7.3 - Execution Phase
7.3 - Execution PhaseOnce your SAS program has successfully passed the compile phase, SAS then moves into the execution phase. The primary goal of the execution phase is to create the portion of the data set that contains the data values.
During the execution phase, each record, i.e., row, in the input raw data file:
- is read into the input buffer,
- stored in the program data vector, along with other newly created variables,
- and then written to the new data set as one observation.
The DATA step executes once for each record in the input file unless otherwise directed by additional statements that we'll learn about in our future study of SAS.
Example 7.3
The following SAS program reads in various measurements of six different trees into a data set called trees, and while doing so calculates the volume of each tree:
OPTIONS PS = 58 LS = 72 NODATE NONUMBER;
DATA trees;
input type $ 1-16 circ_in hght_ft crown_ft;
volume = (0.319*hght_ft)*(0.0000163*circ_in**2);
DATALINES;
oak, black 222 105 112
hemlock, eastern 149 138 52
ash, white 258 80 70
cherry, black 187 91 75
maple, red 210 99 74
elm, american 229 127 104
;
RUN;
PROC PRINT data = trees;
RUN;
Typically, we'd be interested in launching and running the program to learn something about what it does.
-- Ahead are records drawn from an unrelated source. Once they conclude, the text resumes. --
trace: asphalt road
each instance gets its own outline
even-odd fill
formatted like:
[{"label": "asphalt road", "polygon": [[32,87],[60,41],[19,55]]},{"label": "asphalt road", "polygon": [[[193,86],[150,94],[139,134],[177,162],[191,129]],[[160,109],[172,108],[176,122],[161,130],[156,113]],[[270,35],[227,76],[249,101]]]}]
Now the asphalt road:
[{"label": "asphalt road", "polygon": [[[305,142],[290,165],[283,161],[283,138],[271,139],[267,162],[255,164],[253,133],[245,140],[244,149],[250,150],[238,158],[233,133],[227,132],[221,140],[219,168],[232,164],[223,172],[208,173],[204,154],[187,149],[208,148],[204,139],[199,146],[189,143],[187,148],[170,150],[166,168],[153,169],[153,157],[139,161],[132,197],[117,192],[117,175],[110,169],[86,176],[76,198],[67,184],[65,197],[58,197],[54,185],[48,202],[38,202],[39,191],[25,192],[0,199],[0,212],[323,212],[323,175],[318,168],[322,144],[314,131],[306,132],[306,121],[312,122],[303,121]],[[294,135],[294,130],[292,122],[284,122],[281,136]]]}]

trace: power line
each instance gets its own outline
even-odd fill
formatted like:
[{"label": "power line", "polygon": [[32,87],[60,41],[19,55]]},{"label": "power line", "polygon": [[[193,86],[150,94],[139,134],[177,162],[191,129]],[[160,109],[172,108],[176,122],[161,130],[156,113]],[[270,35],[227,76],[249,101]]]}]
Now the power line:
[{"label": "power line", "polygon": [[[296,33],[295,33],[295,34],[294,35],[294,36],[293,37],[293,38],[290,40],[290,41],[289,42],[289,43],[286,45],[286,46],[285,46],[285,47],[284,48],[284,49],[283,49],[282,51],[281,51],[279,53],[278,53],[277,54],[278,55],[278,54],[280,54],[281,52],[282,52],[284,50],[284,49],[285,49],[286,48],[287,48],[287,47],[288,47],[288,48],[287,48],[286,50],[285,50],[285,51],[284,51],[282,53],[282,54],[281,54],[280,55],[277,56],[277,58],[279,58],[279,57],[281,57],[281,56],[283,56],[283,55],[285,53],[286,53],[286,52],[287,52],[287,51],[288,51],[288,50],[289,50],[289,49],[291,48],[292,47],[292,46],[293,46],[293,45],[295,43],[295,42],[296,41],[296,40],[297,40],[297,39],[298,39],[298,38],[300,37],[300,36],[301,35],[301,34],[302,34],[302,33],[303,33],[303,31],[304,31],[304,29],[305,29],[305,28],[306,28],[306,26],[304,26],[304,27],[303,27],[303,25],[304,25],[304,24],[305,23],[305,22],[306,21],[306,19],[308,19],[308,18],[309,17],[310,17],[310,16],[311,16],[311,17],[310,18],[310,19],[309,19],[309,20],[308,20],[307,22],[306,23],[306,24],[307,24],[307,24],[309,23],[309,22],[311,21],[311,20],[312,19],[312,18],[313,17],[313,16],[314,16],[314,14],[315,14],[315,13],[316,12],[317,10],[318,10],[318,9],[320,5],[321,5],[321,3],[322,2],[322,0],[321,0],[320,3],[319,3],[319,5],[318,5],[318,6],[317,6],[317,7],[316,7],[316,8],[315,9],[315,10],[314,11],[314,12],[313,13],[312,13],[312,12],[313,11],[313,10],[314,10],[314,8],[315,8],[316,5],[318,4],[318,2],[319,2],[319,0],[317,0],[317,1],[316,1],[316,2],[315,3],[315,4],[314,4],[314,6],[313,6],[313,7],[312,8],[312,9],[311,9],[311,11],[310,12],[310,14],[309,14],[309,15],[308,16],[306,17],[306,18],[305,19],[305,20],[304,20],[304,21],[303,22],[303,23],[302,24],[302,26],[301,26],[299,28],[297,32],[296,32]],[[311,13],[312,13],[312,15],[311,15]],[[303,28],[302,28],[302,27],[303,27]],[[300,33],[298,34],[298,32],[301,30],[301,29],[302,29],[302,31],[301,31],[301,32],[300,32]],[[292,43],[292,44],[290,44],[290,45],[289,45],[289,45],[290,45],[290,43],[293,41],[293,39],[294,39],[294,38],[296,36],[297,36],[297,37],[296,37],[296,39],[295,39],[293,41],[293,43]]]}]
In this case, though, we are going to just take a walk behind the scenes to see how SAS builds the trees data set using the input buffer and program data vector. Here goes!
Since we are focusing on the execution phase, we assume that SAS has successfully completed the compilation phase. In that case, SAS has created an input buffer:
1 | 2 | 3 | 4 | 5 | 6 | 7 | 8 | 9 | 10 | 11 | 12 | 13 | 14 | 15 | 16 | 17 | 18 | 19 | 20 | ... |
---|---|---|---|---|---|---|---|---|---|---|---|---|---|---|---|---|---|---|---|---|
and a program data vector:
_N_ | _ERROR_ | type | circ_in | hght_ft | crown_ft | volume |
---|---|---|---|---|---|---|
that contains a position for the two automatic variables _N_ and _ERROR_ and a position for each of the five variables mentioned in the DATA step.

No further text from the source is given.